MSSM Based Theory for Planck Precision Results (2018), Dark Matter, Dark Energy and Solution of Cosmological Problems

TL;DR

This paper presents a MSSM-based theoretical framework that reproduces Planck satellite measurements of cosmological parameters and predicts particle masses consistent with experiments, addressing key cosmological and particle physics problems.

Contribution

It introduces a novel MSSM approach that links gauge boson masses to cosmological data and predicts new particle masses, bridging cosmology and particle physics.

Findings

Reproduces Planck cosmological parameters using MSSM calculations.

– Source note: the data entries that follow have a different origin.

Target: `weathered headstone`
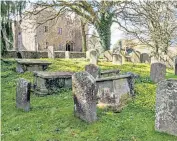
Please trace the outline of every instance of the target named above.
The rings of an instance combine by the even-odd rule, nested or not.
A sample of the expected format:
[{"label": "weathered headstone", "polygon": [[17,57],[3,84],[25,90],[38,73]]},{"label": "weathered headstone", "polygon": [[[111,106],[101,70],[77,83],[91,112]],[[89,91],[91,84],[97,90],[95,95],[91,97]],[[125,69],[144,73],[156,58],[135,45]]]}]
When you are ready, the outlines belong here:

Predicts nucleon and Higgs boson masses aligning with experimental data.

Suggests future collider experiments can verify predicted particle masses.

Abstract

We demonstrate that precision measurements of cosmological parameters from the Planck Satellite Observatory (2018) can be accurately reproduced by calculating the masses of gauge bosons and their superpartners within the Minimal Supersymmetric Standard Model (MSSM). Our approach utilizes combined decay product equations from these gauge supermultiplets. These results strongly support the Lambda-CDM cosmological standard model. Moreover, our equations predict the masses of the ordinary nucleon, a proposed anti-supersymmetric nucleon (as a dark matter candidate), and the Higgs boson in agreement with experimental values. Our theory addresses baryon number violation, lepton number violation, and the matter-antimatter asymmetry of the universe. We anticipate that the masses of winos and anti-supersymmetric nucleons will be verified through Higgs boson decay in top-anti-top quark interactions at future high-energy hadron collider experiments.